Decision Date24 November 1922
Docket Number3825
Citation61 Utah 37,210 P. 993
CourtUtah Supreme Court
PartiesMILFORD COPPER CO. OF UTAH et al. v. INDUSTRIAL COMMISSION et al

Proceeding by the Milford Copper Company of Utah and another to review an award of compensation by the Industrial Commission to Mrs. Henry White for the death of Henry White.

AWARD AFFIRMED.

George H. Smith and R. B. Porter, both of Salt Lake City, for plaintiffs.

Harvey H. Cluff, Atty. Gen., and J. Robert Robinson, Asst. Atty Gen., for defendants.

CORFMAN C. J. WEBER, GIDEON, THURMAN, and FRICK, JJ., concur.

OPINION

CORFMAN, C. J.

This matter is brought on for review before this court by the plaintiffs under the provisions of our Industrial Commission Act (Comp. Laws 1917, §§ 3061-3165).

It appears that on January 18, 1922, between 2:30 and 3 o'clock p. m., one Henry White was working as a miner in the mine of the plaintiff Milford Copper Company at Minersville, Utah, and while lowering a stoping machine weighing about 65 pounds from a raise to a level in said plaintiff's mine became entangled in a rope and was jerked down the stope or raise a distance of six or eight feet and injured. Immediately thereafter he became ill, was raised to the surface of the mine, where he remained for an hour or two in the engine room, and was afterwards taken in an automobile to his home some four miles distant, where a physician was summoned, who, after a diagnosis at 5:00 o'clock p. m. of the same day, pronounced his condition as "the beginning of pneumonia." From the time of the accident he suffered great pain, and progressively grew worse until January 22d, at 7 o'clock p. m., when he died. An autopsy was held, and the cause of his death pronounced by the physicians to be "lobar pneumonia." His widow, the defendant Mrs.

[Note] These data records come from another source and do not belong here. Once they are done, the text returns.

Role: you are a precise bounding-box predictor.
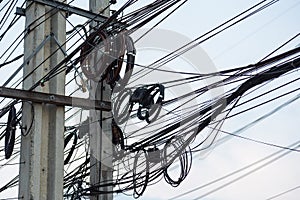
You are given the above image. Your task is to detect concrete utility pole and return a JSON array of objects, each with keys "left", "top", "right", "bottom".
[
  {"left": 89, "top": 0, "right": 113, "bottom": 200},
  {"left": 19, "top": 0, "right": 66, "bottom": 200}
]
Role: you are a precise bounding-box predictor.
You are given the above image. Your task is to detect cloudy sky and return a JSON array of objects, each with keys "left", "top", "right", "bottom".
[{"left": 0, "top": 0, "right": 300, "bottom": 200}]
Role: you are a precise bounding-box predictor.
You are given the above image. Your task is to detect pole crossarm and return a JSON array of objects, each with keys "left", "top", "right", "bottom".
[
  {"left": 0, "top": 87, "right": 111, "bottom": 111},
  {"left": 32, "top": 0, "right": 108, "bottom": 23}
]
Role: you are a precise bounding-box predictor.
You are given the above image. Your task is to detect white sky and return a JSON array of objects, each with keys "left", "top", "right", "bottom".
[{"left": 0, "top": 0, "right": 300, "bottom": 200}]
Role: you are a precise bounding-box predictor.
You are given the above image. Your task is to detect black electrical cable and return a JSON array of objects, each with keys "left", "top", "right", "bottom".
[{"left": 5, "top": 106, "right": 17, "bottom": 159}]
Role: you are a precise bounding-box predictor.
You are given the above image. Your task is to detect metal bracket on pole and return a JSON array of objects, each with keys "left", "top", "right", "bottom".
[
  {"left": 0, "top": 87, "right": 111, "bottom": 111},
  {"left": 32, "top": 0, "right": 107, "bottom": 23}
]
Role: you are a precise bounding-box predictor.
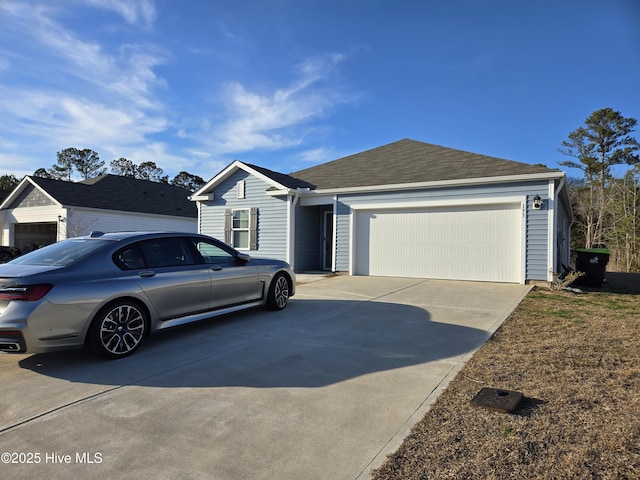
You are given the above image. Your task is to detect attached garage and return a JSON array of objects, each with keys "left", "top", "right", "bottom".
[{"left": 352, "top": 203, "right": 524, "bottom": 283}]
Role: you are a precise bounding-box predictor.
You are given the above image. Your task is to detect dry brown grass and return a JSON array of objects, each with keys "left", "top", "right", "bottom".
[{"left": 372, "top": 274, "right": 640, "bottom": 480}]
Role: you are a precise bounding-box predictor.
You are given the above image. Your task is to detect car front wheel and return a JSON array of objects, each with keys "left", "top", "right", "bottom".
[
  {"left": 267, "top": 273, "right": 291, "bottom": 310},
  {"left": 88, "top": 300, "right": 147, "bottom": 359}
]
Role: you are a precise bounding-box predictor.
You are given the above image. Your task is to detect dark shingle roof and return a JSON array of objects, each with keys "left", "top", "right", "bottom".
[
  {"left": 31, "top": 175, "right": 198, "bottom": 218},
  {"left": 291, "top": 139, "right": 555, "bottom": 189},
  {"left": 245, "top": 163, "right": 314, "bottom": 188}
]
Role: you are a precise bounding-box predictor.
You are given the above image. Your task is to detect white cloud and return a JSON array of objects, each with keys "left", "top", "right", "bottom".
[
  {"left": 211, "top": 54, "right": 356, "bottom": 153},
  {"left": 85, "top": 0, "right": 157, "bottom": 28},
  {"left": 0, "top": 0, "right": 176, "bottom": 173}
]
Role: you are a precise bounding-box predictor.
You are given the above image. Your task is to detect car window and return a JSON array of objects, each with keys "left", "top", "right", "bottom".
[
  {"left": 137, "top": 238, "right": 195, "bottom": 268},
  {"left": 193, "top": 238, "right": 238, "bottom": 263},
  {"left": 113, "top": 245, "right": 145, "bottom": 270}
]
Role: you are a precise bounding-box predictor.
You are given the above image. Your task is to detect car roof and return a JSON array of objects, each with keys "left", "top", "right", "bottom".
[{"left": 75, "top": 231, "right": 202, "bottom": 241}]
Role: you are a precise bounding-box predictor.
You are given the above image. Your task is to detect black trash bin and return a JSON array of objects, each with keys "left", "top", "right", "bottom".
[{"left": 576, "top": 248, "right": 611, "bottom": 288}]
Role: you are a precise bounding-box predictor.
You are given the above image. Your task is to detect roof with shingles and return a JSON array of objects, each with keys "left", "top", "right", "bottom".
[
  {"left": 290, "top": 139, "right": 557, "bottom": 189},
  {"left": 245, "top": 163, "right": 314, "bottom": 188},
  {"left": 30, "top": 175, "right": 198, "bottom": 218}
]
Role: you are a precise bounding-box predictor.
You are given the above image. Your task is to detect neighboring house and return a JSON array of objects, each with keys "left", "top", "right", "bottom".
[
  {"left": 0, "top": 175, "right": 198, "bottom": 252},
  {"left": 192, "top": 139, "right": 573, "bottom": 283}
]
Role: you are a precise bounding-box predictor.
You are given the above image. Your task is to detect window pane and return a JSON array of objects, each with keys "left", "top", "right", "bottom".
[
  {"left": 233, "top": 210, "right": 249, "bottom": 228},
  {"left": 233, "top": 231, "right": 249, "bottom": 248}
]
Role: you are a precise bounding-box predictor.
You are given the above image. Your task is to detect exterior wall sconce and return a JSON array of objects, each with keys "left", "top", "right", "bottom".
[{"left": 533, "top": 195, "right": 542, "bottom": 210}]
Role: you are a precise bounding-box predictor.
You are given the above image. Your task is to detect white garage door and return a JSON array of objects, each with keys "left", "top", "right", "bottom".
[{"left": 355, "top": 204, "right": 522, "bottom": 283}]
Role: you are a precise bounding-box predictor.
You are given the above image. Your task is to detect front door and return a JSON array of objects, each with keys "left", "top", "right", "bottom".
[{"left": 322, "top": 211, "right": 333, "bottom": 270}]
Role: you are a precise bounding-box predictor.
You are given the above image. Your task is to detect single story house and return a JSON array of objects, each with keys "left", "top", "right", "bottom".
[
  {"left": 191, "top": 139, "right": 573, "bottom": 283},
  {"left": 0, "top": 175, "right": 198, "bottom": 252}
]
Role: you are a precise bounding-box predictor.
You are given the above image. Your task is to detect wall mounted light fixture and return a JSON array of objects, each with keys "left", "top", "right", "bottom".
[{"left": 533, "top": 195, "right": 542, "bottom": 210}]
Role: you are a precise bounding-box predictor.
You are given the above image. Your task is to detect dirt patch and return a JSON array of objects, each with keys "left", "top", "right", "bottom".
[{"left": 372, "top": 273, "right": 640, "bottom": 480}]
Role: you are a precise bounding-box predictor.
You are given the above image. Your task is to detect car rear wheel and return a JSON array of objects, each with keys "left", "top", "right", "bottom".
[
  {"left": 267, "top": 273, "right": 291, "bottom": 310},
  {"left": 88, "top": 300, "right": 147, "bottom": 358}
]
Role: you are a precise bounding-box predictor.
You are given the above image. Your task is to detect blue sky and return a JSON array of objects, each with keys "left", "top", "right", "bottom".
[{"left": 0, "top": 0, "right": 640, "bottom": 180}]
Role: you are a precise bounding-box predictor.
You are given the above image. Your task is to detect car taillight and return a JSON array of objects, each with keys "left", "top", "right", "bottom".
[{"left": 0, "top": 283, "right": 53, "bottom": 302}]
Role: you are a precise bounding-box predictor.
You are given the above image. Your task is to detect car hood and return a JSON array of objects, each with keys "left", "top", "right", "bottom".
[{"left": 0, "top": 263, "right": 64, "bottom": 285}]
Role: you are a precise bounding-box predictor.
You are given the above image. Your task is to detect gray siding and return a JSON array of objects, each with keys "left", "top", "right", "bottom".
[
  {"left": 525, "top": 193, "right": 549, "bottom": 280},
  {"left": 336, "top": 199, "right": 351, "bottom": 272},
  {"left": 199, "top": 170, "right": 287, "bottom": 260},
  {"left": 336, "top": 180, "right": 548, "bottom": 280}
]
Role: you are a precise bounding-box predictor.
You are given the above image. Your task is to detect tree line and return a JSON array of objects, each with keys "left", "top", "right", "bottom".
[
  {"left": 560, "top": 108, "right": 640, "bottom": 272},
  {"left": 0, "top": 147, "right": 206, "bottom": 192}
]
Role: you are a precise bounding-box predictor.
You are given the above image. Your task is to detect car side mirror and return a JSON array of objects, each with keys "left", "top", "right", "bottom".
[{"left": 236, "top": 253, "right": 251, "bottom": 263}]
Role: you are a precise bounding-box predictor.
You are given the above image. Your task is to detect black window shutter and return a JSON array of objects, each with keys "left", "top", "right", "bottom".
[
  {"left": 224, "top": 208, "right": 232, "bottom": 245},
  {"left": 249, "top": 207, "right": 258, "bottom": 250}
]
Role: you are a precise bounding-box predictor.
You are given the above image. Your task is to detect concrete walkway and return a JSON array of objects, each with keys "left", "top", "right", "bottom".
[{"left": 0, "top": 276, "right": 528, "bottom": 480}]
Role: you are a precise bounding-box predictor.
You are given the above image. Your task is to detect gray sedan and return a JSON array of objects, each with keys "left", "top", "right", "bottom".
[{"left": 0, "top": 232, "right": 295, "bottom": 358}]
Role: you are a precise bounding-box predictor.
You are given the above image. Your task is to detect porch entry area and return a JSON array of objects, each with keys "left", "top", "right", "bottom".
[{"left": 294, "top": 205, "right": 335, "bottom": 272}]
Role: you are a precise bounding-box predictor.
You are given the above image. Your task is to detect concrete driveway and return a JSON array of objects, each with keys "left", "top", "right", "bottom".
[{"left": 0, "top": 276, "right": 529, "bottom": 480}]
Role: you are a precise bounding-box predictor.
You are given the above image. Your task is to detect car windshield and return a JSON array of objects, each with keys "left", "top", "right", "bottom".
[{"left": 11, "top": 239, "right": 108, "bottom": 266}]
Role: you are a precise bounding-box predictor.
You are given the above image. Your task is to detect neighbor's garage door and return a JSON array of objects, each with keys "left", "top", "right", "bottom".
[{"left": 355, "top": 204, "right": 522, "bottom": 283}]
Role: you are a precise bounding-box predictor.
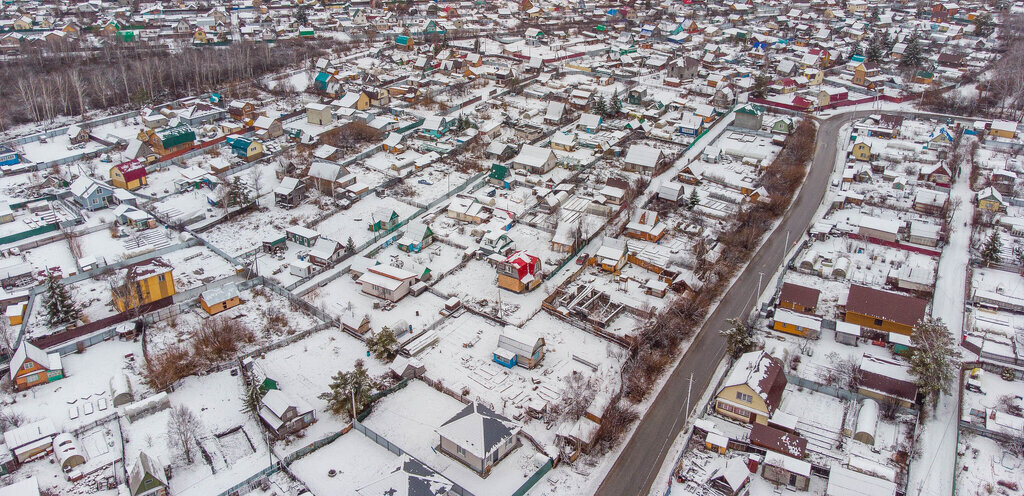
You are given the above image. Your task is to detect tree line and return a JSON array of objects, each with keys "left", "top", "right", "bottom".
[{"left": 0, "top": 40, "right": 327, "bottom": 131}]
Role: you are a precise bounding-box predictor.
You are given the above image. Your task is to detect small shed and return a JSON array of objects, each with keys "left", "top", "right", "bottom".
[
  {"left": 494, "top": 346, "right": 518, "bottom": 369},
  {"left": 110, "top": 373, "right": 135, "bottom": 408},
  {"left": 495, "top": 327, "right": 545, "bottom": 369},
  {"left": 289, "top": 260, "right": 313, "bottom": 278},
  {"left": 199, "top": 283, "right": 242, "bottom": 316},
  {"left": 53, "top": 432, "right": 85, "bottom": 471},
  {"left": 836, "top": 321, "right": 860, "bottom": 346},
  {"left": 853, "top": 398, "right": 879, "bottom": 446}
]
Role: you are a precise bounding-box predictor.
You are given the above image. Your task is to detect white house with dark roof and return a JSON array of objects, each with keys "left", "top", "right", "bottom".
[
  {"left": 437, "top": 402, "right": 520, "bottom": 477},
  {"left": 259, "top": 389, "right": 316, "bottom": 439}
]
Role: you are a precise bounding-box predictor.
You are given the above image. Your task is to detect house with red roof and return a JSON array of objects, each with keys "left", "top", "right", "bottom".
[
  {"left": 498, "top": 250, "right": 544, "bottom": 293},
  {"left": 715, "top": 350, "right": 786, "bottom": 425},
  {"left": 111, "top": 159, "right": 148, "bottom": 191}
]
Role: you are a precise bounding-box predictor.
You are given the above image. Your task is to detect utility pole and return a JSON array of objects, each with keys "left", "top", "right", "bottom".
[{"left": 686, "top": 372, "right": 693, "bottom": 418}]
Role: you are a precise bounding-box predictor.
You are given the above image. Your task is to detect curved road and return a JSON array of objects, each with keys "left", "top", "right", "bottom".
[{"left": 597, "top": 111, "right": 876, "bottom": 496}]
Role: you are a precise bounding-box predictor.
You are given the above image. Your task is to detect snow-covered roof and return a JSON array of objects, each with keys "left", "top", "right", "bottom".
[
  {"left": 200, "top": 283, "right": 239, "bottom": 305},
  {"left": 626, "top": 144, "right": 662, "bottom": 168},
  {"left": 7, "top": 339, "right": 50, "bottom": 379},
  {"left": 3, "top": 417, "right": 57, "bottom": 453},
  {"left": 825, "top": 464, "right": 896, "bottom": 496},
  {"left": 437, "top": 402, "right": 519, "bottom": 459},
  {"left": 515, "top": 144, "right": 553, "bottom": 167}
]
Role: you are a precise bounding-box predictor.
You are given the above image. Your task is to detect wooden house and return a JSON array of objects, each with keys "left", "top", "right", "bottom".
[
  {"left": 494, "top": 328, "right": 545, "bottom": 369},
  {"left": 110, "top": 159, "right": 148, "bottom": 191},
  {"left": 259, "top": 389, "right": 316, "bottom": 440},
  {"left": 715, "top": 350, "right": 786, "bottom": 424},
  {"left": 111, "top": 257, "right": 176, "bottom": 312},
  {"left": 7, "top": 339, "right": 63, "bottom": 391},
  {"left": 136, "top": 124, "right": 196, "bottom": 156},
  {"left": 395, "top": 222, "right": 434, "bottom": 253},
  {"left": 437, "top": 402, "right": 520, "bottom": 476},
  {"left": 844, "top": 284, "right": 928, "bottom": 336},
  {"left": 497, "top": 250, "right": 544, "bottom": 293},
  {"left": 285, "top": 225, "right": 321, "bottom": 248},
  {"left": 356, "top": 264, "right": 417, "bottom": 301},
  {"left": 772, "top": 308, "right": 821, "bottom": 338},
  {"left": 778, "top": 283, "right": 821, "bottom": 315},
  {"left": 128, "top": 451, "right": 170, "bottom": 496},
  {"left": 273, "top": 177, "right": 306, "bottom": 208}
]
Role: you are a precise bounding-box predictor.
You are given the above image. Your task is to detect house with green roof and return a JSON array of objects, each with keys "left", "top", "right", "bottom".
[
  {"left": 732, "top": 104, "right": 765, "bottom": 131},
  {"left": 137, "top": 124, "right": 196, "bottom": 155},
  {"left": 487, "top": 164, "right": 512, "bottom": 190}
]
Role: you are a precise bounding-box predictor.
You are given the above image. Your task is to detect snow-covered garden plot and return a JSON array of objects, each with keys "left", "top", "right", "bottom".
[
  {"left": 786, "top": 237, "right": 938, "bottom": 287},
  {"left": 395, "top": 167, "right": 470, "bottom": 205},
  {"left": 374, "top": 236, "right": 463, "bottom": 278},
  {"left": 418, "top": 313, "right": 626, "bottom": 442},
  {"left": 20, "top": 134, "right": 103, "bottom": 162},
  {"left": 124, "top": 370, "right": 270, "bottom": 496},
  {"left": 3, "top": 340, "right": 144, "bottom": 436},
  {"left": 303, "top": 274, "right": 448, "bottom": 333},
  {"left": 163, "top": 246, "right": 234, "bottom": 292},
  {"left": 253, "top": 328, "right": 387, "bottom": 456},
  {"left": 955, "top": 371, "right": 1024, "bottom": 496},
  {"left": 312, "top": 195, "right": 417, "bottom": 246},
  {"left": 290, "top": 429, "right": 413, "bottom": 495},
  {"left": 74, "top": 228, "right": 178, "bottom": 266},
  {"left": 958, "top": 430, "right": 1024, "bottom": 496},
  {"left": 146, "top": 286, "right": 321, "bottom": 354},
  {"left": 434, "top": 259, "right": 557, "bottom": 323},
  {"left": 12, "top": 235, "right": 77, "bottom": 277},
  {"left": 360, "top": 150, "right": 423, "bottom": 175},
  {"left": 200, "top": 200, "right": 323, "bottom": 256},
  {"left": 362, "top": 381, "right": 552, "bottom": 496},
  {"left": 151, "top": 188, "right": 216, "bottom": 223}
]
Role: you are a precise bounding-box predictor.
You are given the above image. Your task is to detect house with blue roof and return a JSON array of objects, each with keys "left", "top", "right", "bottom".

White, after making application for compensation in due form in behalf of herself and her minor children, was by the Commission granted an award of $ 4,982.86.

It is claimed by plaintiffs that there was no substantial evidence produced before the Commission to justify the award. It is argued in their brief, quoting their exact language, that--

"The most that can be said of the record in this case is that the deceased suffered a slight accident on January 18th, and that he died on January 22d of lobar pneumonia. There is absolutely no evidence that the injury had anything at all to do with the pneumonia. The burden is upon the claimant not alone to show an injury and death, but that the injury caused or in some manner contributed to the death."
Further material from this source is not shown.